Em 2002, com apenas um ano de experiência, resolveu tentar a sua sorte em Londres. Sem sucesso. Mas ficou o desejo de “enfrentar um ecossistema pessoal, cultural e institucional completamente diferente”. E em 2005 teve a sua oportunidade e mudou-se para São Paulo. Depois de a campanha para a Dove o ter projectado internacionalmente, o grupo WPP, do qual a Ogilvy faz parte, convidou-o para receber formação digital. Já esteve em Londres, Paris e actualmente está em São Francisco.

Natural do Porto – e apaixonado pela cidade -, João Coutinho também se lembra bem do programa Mil Imagens. Juntamente com a série Os Trintões, foi responsável que trocasse o sonho da arquitectura pela publicidade. Estudou Publicidade na Universidade Fernando Pessoa, no Porto, mas em 1996, quando terminou o curso, mudou-se para Lisboa para trabalhar na Ogilvy. Três anos depois teve a primeira experiência fora de Portugal, em Madrid, “numa altura em que ainda eram poucos os portugueses em agências estrangeiras”.

Voltou em 2002, mas ficou o bichinho de voltar a sair. Essa oportunidade surgiu em 2011, quando já somava 15 anos de experiência. “Recebi uma proposta da Ogilvy São Paulo. Decidi ir para o Brasil à beira dos 40 anos. Podia ter pendurado as botas, mas a zona de conforto é algo que me incomoda. No princípio, é certo, estava super-inseguro. Fui para um país com grande tradição na publicidade. Saí de uma agência com dez criativos e fui para uma com 100. No primeiro briefing que recebi disseram-me para ter cuidado porque era low budget: era um milhão de dólares. Em Portugal a campanha mais cara que fiz custou 500 mil euros”. O balanço dos anos no Brasil não poderia ser mais positivo. “Houve semanas em que não vi a minha mulher e os meus filhos. Ela teve muita paciência. Mas em 2013 ganhámos 35 Leões em Cannes, batemos recordes, e hoje sou um criativo completamente diferente por trabalhar fora”.

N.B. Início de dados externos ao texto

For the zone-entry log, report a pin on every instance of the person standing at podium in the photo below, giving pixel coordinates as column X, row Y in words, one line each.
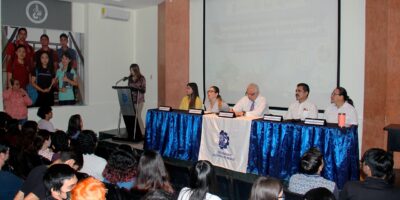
column 137, row 81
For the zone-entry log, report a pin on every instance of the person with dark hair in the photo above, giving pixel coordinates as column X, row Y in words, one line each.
column 89, row 189
column 320, row 193
column 152, row 174
column 45, row 113
column 192, row 99
column 137, row 81
column 59, row 180
column 52, row 54
column 67, row 79
column 16, row 102
column 11, row 57
column 202, row 181
column 33, row 188
column 341, row 103
column 93, row 164
column 253, row 104
column 377, row 165
column 302, row 108
column 121, row 169
column 43, row 79
column 214, row 102
column 158, row 195
column 266, row 189
column 65, row 49
column 75, row 125
column 311, row 165
column 10, row 184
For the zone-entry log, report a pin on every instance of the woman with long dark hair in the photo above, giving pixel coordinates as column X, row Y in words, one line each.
column 341, row 103
column 202, row 181
column 43, row 78
column 137, row 81
column 67, row 80
column 192, row 99
column 214, row 102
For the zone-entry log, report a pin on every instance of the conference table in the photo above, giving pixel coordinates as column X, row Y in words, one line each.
column 265, row 148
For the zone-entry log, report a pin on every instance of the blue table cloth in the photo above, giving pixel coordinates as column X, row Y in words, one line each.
column 173, row 134
column 276, row 149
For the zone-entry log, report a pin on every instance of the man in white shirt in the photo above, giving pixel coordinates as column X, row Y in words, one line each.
column 253, row 104
column 302, row 108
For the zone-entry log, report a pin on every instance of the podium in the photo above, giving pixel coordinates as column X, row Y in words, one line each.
column 128, row 112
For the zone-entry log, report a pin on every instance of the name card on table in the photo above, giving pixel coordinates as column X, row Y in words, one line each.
column 165, row 108
column 196, row 111
column 227, row 114
column 275, row 118
column 319, row 122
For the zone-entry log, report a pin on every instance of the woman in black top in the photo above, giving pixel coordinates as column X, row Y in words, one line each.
column 43, row 79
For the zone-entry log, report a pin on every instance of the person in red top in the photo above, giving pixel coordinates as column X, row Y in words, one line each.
column 19, row 70
column 12, row 46
column 16, row 102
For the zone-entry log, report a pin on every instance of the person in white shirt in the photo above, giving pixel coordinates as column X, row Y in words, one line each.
column 202, row 180
column 341, row 103
column 302, row 108
column 253, row 104
column 214, row 102
column 45, row 113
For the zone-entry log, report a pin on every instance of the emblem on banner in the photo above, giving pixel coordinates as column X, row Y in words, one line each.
column 36, row 11
column 223, row 140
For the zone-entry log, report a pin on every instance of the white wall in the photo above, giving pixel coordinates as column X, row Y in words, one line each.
column 352, row 50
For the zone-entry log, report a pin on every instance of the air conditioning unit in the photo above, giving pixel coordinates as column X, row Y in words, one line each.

João Coutinho, Hugo Veiga e Miguel Durão partilham um prolífico ano de 2013: todos assinaram aquelas que consideram, até à data, as campanhas das suas vidas. Mas há ainda outro aspecto que une os três criativos. Todos sabem que um dia regressarão a Portugal. Mas nenhum deles sabe quando. Certo é que “as saudades são uma coisa horrível”, desabafa João Coutinho.